Lifting shoes allow weight lifters to keep good form under heavy loads. They are not meant to substitute for good form. Using a heel lift for squatting is not a useful long-term solution for bad squatting mechanics.

Looking at knee injuries associated with valgus collapse, many occur in sports like soccer and volleyball where having an raised heel would be a disadvantage.

Controlling Knee Movement with Squatting

Based on the results from the study discussed earlier, an athlete looking to reduce knee valgus collapse and improve their squatting form should focus on:

  • Increasing ankle mobility
  • Keeping an upright torso

Since knee valgus occurs during the squatting motion, the best approach to correct the problem is to work on joint mechanics during an actual squat. It might be helpful to start with the heels lifted. This can be done by placing a small weight plate or book under each heel or by standing with the heels on a two-by-four.

Once an athlete understands and starts to establish control over the way their knees move during the squat they can progress to squatting with the heels flat.

Squatting with the arms overhead or holding a broom handle over your head is a good way to make sure the torso is staying upright. Here is a video that goes through several drills to improve squat mobility:

Increasing hip abductor strength with isolation exercises can also be beneficial. The subjects showing knee valgus in the study had four times greater acitivty in their adductor than in their abductors. Building up the strength of the abductors (gluteus medius and minimus) could reduce this imbalance and possibly result in better control of the knee in the frontal plane.

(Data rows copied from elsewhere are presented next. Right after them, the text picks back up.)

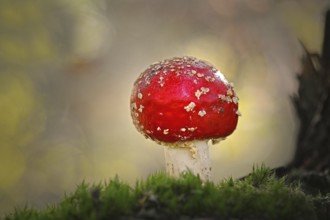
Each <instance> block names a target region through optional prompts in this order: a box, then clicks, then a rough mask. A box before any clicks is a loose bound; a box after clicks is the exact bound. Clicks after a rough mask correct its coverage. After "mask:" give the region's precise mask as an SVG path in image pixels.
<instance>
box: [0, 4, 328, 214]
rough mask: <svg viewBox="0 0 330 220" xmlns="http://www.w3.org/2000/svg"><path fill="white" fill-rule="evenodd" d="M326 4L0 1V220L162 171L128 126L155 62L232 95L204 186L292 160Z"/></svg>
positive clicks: (321, 43)
mask: <svg viewBox="0 0 330 220" xmlns="http://www.w3.org/2000/svg"><path fill="white" fill-rule="evenodd" d="M327 7H330V3H329V1H328V0H315V1H309V0H291V1H275V0H262V1H261V0H260V1H257V0H253V1H248V0H242V1H239V0H233V1H226V0H218V1H217V0H208V1H198V0H191V1H174V0H171V1H167V0H161V1H147V0H137V1H130V0H82V1H78V0H70V1H64V0H60V1H42V0H32V1H21V0H14V1H1V2H0V214H3V213H4V212H8V211H9V210H12V209H13V207H14V206H23V205H25V204H26V203H27V202H28V203H29V204H30V205H32V206H36V207H44V206H45V205H47V204H49V203H52V202H56V201H58V200H59V199H60V198H61V197H62V196H63V194H64V192H70V191H71V190H73V189H74V188H75V186H76V185H77V184H79V183H81V181H83V180H86V181H88V182H99V181H105V180H107V179H109V178H111V177H114V176H115V175H118V176H119V177H120V178H121V179H123V180H124V181H126V182H128V183H130V184H134V183H135V181H136V180H137V179H141V178H145V177H146V176H148V175H149V174H151V173H153V172H156V171H159V170H163V169H164V153H163V147H162V146H159V145H157V144H156V143H154V142H152V141H150V140H146V139H145V138H144V137H143V136H142V135H140V134H139V133H138V132H137V131H136V129H135V127H134V126H133V123H132V121H131V118H130V109H129V98H130V93H131V89H132V86H133V82H134V81H135V79H136V78H137V77H138V75H139V74H140V73H141V72H142V71H143V70H144V69H146V68H147V67H148V65H150V64H151V63H153V62H156V61H159V60H163V59H165V58H171V57H173V56H182V55H190V56H196V57H198V58H201V59H204V60H207V61H209V62H210V63H213V64H214V65H215V66H217V67H218V68H219V69H220V70H221V72H223V73H224V74H225V75H226V77H227V79H228V80H230V81H232V82H234V84H235V89H236V92H237V94H238V96H239V98H240V107H239V108H240V112H241V113H242V117H241V118H240V120H239V123H238V127H237V130H236V131H235V132H234V133H233V134H232V135H231V136H230V137H228V138H227V139H226V140H224V141H222V142H220V143H218V144H216V145H215V146H212V147H211V148H210V150H211V158H212V163H213V170H212V175H213V177H212V179H213V180H214V181H218V180H220V179H222V178H225V177H229V176H233V177H241V176H244V175H246V174H247V173H248V172H249V171H250V170H251V169H252V166H253V165H254V164H260V163H265V164H266V165H268V166H270V167H278V166H284V165H285V164H287V163H288V162H289V161H290V159H291V157H292V155H293V152H294V146H295V135H296V129H297V126H298V124H297V122H296V118H295V113H294V110H293V107H292V105H291V103H290V98H289V97H290V95H292V94H293V93H294V92H295V91H296V88H297V83H296V78H295V74H296V73H297V72H298V71H299V68H300V63H299V62H300V56H301V55H302V49H301V45H300V42H302V43H303V44H304V45H305V46H306V48H307V49H308V50H311V51H312V52H319V51H320V49H321V44H322V35H323V25H324V23H323V15H324V12H325V10H326V9H327Z"/></svg>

Finally, here are some general mobility and flexibility drills that can be used to improve squatting mechanics and limit knee valgus:

For anyone looking for more details on the knee valgus study, a great review of that work can be found on the Strength and Conditioning Research site.

Comments

  1. Alis Rowe says

    Hi James, I’m glad to have come across this post. I’ve looked into the study in more detail (http://smrlunc.wordpress.com/2012/12/26/neuromuscular-characteristics-associated-with-knee-valgus-collapse-during-an-overhead-squat/) and note that: individuals who displayed excessive medial knee displacement without AND with a heel-lift were excluded from the study! What are your thoughts on this group of people? What do you think is occurring, because it seems not be ankle mobility in this case?

    Many thanks.

    • James Speck says

      Hi Alis. I looked at the study details again and you are absolutely right! Good catch. The exclusion of anyone showing medial knee displacement under both conditions means these findings can only be generalized to a subset of people. The authors of the study said they did this because they suspected hip muscle imbalances to be at work in those cases. So likely limited ankle mobility isn’t the problem for everyone.

      It’s still possible that ankle mobility contributed to knee valgus in the excluded group and a 2 inch heel lift just wasn’t enough to help the issue. Maybe there wasn’t an ankle mobility limitation but those individuals still had increased pronation/rearfoot eversion movement and subsequently increased tibial internal rotation.

      Looking beyond the ankle, I think there are at least a few things that could lead to medial knee displacement. The most obvious being hip abductor, extensor, and external rotation weakness. The case could also be made for either quad or adductor weakness causing hip internal rotation/adduction as a motor planning strategy to compensate and engage different leg muscles. Definitely a lot of variables to consider.